The building currently has an open Environmental Control Board violation for constructing two penthouse apartments without permits; the $800 fine was paid (with $50 extra thrown in) but the violation is still listed as open, with no compliance recorded.
He also noted that two apartments on the sixth floor were split into four tiny apartments without any permits whatsoever, a claim backed up by DOB inspectors as noted on the most recent stop work order for the basement.
Smith and White say there are many examples of dangerous conditions in the building. According to the DOB, the building has 144 complaints listed, 44 DOB violations (4 of them open) and 39 ECB violations (3 open). In December of last year, for example, a report from the city’s Department of Health identified unsafe work practices on a floor that had been found to contain lead paint.
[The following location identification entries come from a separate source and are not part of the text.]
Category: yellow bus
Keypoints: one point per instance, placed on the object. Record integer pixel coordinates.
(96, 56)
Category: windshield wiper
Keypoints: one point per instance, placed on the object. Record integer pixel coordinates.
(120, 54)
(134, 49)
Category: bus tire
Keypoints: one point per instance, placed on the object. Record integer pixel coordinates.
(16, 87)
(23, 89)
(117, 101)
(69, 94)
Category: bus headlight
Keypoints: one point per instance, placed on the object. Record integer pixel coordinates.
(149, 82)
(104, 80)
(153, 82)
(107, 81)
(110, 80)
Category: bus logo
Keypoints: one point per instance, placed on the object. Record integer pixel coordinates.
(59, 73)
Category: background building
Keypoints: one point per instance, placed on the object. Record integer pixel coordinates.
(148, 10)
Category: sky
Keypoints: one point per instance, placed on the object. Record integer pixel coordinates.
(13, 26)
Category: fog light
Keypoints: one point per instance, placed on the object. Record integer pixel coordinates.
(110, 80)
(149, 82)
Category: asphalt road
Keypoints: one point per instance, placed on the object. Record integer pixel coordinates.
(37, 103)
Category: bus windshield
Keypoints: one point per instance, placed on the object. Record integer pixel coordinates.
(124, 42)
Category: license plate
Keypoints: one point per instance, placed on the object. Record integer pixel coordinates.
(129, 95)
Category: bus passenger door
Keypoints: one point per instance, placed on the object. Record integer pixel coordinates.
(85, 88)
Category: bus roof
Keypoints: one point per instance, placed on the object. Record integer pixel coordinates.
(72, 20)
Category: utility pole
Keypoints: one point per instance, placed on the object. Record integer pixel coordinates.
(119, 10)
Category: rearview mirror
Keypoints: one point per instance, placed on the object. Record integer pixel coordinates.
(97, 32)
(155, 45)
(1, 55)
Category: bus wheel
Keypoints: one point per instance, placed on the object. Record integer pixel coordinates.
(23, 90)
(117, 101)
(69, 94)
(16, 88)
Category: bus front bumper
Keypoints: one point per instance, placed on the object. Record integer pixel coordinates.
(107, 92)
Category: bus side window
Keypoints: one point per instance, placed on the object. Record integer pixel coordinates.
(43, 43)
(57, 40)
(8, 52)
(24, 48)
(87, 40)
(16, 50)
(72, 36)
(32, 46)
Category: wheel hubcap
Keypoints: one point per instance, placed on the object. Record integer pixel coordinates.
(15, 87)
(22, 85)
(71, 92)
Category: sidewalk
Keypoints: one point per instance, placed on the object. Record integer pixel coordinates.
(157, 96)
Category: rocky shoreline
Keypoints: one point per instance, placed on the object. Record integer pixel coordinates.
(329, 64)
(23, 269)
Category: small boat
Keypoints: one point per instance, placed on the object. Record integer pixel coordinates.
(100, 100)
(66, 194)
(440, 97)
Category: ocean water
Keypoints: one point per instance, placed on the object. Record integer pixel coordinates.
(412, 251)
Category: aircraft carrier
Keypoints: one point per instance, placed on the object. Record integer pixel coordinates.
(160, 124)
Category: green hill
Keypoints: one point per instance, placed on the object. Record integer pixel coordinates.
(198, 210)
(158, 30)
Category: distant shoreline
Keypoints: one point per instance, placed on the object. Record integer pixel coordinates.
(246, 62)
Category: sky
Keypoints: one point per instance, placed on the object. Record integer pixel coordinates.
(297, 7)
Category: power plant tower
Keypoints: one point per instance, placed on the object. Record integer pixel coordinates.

The description notes that a complete renovation was being done in one apartment, without permits, and was contaminating public spaces with lead dust.
City Council Member Gale Brewer said that the tenants’ complaints are justified, and she has been working with them to get some of the issues remedied, but is at a loss herself as to how this type of illegal construction could go on.
“I don’t understand how the city can allow this kind of enterprise,” said Brewer. “I sent it to the Department of Investigations because I didn’t know what to do.” She is waiting for a response from the DOI and said she hopes more facts will come to light when the landlord must appear at an Environmental Control Board hearing on Sept. 8 as a result of the latest stop work order.
Everton Harris, a spokesperson for the DOB, confirmed that the stop work order had been issued because of hazardous or illegal construction, but said that DOB has to take each violation on a case-by-case basis and is limited in how they can address cumulative problems, other than by increasing fines for repeat offenses.
“The tenants can complain about work being done,” Harris said. “We’re not a law enforcement agency, we just issue the violations.”
One of the most immediate concerns is one that is difficult for any single city agency to address—that of the fire escape routes.
Blocked exit from the basement to the front of the building.
“The backyard of our building is a holding area in the event of a fire,” said Smith. “There’s supposed to be a way to get out of the holding area. They put a push bar in front of a fence” that leads to the backyard of a neighboring brownstone, but doesn’t provide access to the street.
“If there were a fire, it would be a reenactment of the Triangle Shirtwaist Company. Our building would go up in smoke because there’s a lot of wood in it,” Smith said.
“The main concern that we have is fire and egress,” said Brewer, pointing out that there is no way to escape the basement with the current illegal construction, which has now been blocked by locked wooden doors with “no trespassing” signs affixed to them.
“The reason for the no trespassing sign is the very suspect legality of what they’re doing in the basement,” said White.
The tenants hope the landlord will be slapped with bigger fines at the upcoming hearing, but they don’t know what might remedy the problems they’ve already had and prevent the landlord from doing illegal work in the future.
“Restaurant inspectors come in and fine restaurant owners thousands of dollars for having an egg on the counter,” Smith said. “Inspectors come to our building and they see all these flagrant violations and do nothing.”